The paths of Emma Ruth Rundle and the band Thou crossed for the first time on the stage of the Roadburn Festival in spring 2019. Between the post-folk artist living in Kentucky and the sludge-metal band from Louisiana, the chemistry must have worked out satisfactorily since a few months later, these nice people delivered an offering on disc. Now we can all see that despite the stylistic differences that separate these artists, there are common points that unite them: a love of raw sound at its most granular, and a natural inclination for greyness and melancholic feelings.
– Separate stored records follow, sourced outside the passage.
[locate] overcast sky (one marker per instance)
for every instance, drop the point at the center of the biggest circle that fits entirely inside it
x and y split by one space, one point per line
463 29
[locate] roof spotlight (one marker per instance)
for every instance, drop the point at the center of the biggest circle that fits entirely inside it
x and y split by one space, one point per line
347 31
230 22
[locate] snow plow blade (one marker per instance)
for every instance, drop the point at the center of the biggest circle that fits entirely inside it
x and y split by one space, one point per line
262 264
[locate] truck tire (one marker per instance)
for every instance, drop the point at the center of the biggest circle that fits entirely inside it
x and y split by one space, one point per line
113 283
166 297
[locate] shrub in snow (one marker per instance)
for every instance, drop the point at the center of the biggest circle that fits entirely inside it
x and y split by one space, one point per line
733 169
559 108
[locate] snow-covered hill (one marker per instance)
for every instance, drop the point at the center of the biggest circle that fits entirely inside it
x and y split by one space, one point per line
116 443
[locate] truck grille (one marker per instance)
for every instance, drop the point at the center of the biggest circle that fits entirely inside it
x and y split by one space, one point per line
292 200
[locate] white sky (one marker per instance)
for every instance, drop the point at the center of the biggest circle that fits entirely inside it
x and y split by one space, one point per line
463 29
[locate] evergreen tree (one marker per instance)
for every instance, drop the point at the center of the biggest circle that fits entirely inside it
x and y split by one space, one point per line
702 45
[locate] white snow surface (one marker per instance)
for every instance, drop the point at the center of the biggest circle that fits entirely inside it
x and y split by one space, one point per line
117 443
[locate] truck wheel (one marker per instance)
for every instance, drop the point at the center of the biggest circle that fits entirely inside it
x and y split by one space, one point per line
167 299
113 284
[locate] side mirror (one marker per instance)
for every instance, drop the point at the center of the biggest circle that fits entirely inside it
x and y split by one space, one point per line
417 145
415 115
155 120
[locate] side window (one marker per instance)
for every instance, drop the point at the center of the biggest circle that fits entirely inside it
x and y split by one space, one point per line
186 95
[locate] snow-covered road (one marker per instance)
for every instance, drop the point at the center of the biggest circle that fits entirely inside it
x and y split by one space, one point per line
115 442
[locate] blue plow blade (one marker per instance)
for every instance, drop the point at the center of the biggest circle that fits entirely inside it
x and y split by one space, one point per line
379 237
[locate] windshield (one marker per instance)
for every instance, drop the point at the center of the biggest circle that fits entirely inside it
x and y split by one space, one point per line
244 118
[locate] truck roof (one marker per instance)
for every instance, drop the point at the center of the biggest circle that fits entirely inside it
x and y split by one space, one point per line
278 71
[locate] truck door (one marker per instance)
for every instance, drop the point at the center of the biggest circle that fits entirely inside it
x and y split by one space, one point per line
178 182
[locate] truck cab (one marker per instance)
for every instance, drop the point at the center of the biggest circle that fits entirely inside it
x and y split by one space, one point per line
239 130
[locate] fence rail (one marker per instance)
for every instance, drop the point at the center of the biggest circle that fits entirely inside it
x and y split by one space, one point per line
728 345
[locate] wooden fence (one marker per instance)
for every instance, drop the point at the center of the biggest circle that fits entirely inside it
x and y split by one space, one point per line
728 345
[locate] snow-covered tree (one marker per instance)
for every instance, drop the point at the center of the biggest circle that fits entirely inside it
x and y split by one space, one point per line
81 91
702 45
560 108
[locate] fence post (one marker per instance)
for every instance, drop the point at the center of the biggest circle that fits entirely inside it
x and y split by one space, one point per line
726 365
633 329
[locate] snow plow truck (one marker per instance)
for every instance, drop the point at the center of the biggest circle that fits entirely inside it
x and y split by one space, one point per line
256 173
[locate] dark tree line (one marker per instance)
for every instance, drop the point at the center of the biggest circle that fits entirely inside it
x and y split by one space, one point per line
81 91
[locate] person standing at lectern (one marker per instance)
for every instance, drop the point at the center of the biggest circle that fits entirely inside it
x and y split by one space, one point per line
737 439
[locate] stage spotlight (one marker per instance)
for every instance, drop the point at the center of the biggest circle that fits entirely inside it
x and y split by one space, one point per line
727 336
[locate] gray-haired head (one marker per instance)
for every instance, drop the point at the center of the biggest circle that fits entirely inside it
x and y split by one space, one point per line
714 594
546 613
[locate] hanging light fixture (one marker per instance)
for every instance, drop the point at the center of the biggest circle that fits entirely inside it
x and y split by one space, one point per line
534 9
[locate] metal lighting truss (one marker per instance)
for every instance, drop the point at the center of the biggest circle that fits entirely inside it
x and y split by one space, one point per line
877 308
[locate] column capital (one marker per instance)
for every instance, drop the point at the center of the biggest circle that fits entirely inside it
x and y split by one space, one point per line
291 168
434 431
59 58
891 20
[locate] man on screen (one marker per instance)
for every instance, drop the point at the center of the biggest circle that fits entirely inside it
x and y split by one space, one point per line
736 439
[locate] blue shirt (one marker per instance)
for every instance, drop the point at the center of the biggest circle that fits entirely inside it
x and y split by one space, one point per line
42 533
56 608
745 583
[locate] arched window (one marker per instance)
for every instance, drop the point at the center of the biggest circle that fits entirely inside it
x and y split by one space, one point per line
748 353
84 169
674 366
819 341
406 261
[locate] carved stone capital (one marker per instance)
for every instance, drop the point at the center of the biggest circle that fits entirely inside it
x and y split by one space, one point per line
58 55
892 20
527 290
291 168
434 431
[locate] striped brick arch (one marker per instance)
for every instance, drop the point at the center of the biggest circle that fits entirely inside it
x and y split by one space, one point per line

Several musical styles are reflected in the dark waters that this disc reveals before the listener. There are glimmers of black metal, doom, and shoegaze, but surprisingly, there’s a particular debt to the grunge of the early ’90s. On several occasions, the record recalls the more misty songs of a band like Alice in Chains. However, the manner of each of the artists present remains very perceptible in these etchings inspired by the Seattle school. Rundle’s pure and expressive singing, and the anguished cries of Brian Funck – Thou’s figurehead – are happily combined, whether in the passages sung in unison or in the contrasts between them. This is especially true of the ambitious “Ancestral Recall”, which is full of thunder and lightning.
The centrepiece of May Our Chambers Be Full, however, remains “The Valley”, a superb ballad with a sepulchral grace that brings the album to a magnificent close. Emma Ruth Rundle and Thou manage to make the stones cry on this black gem, whose elegiac character is underlined by the violin of Cajun artist Louis Michot.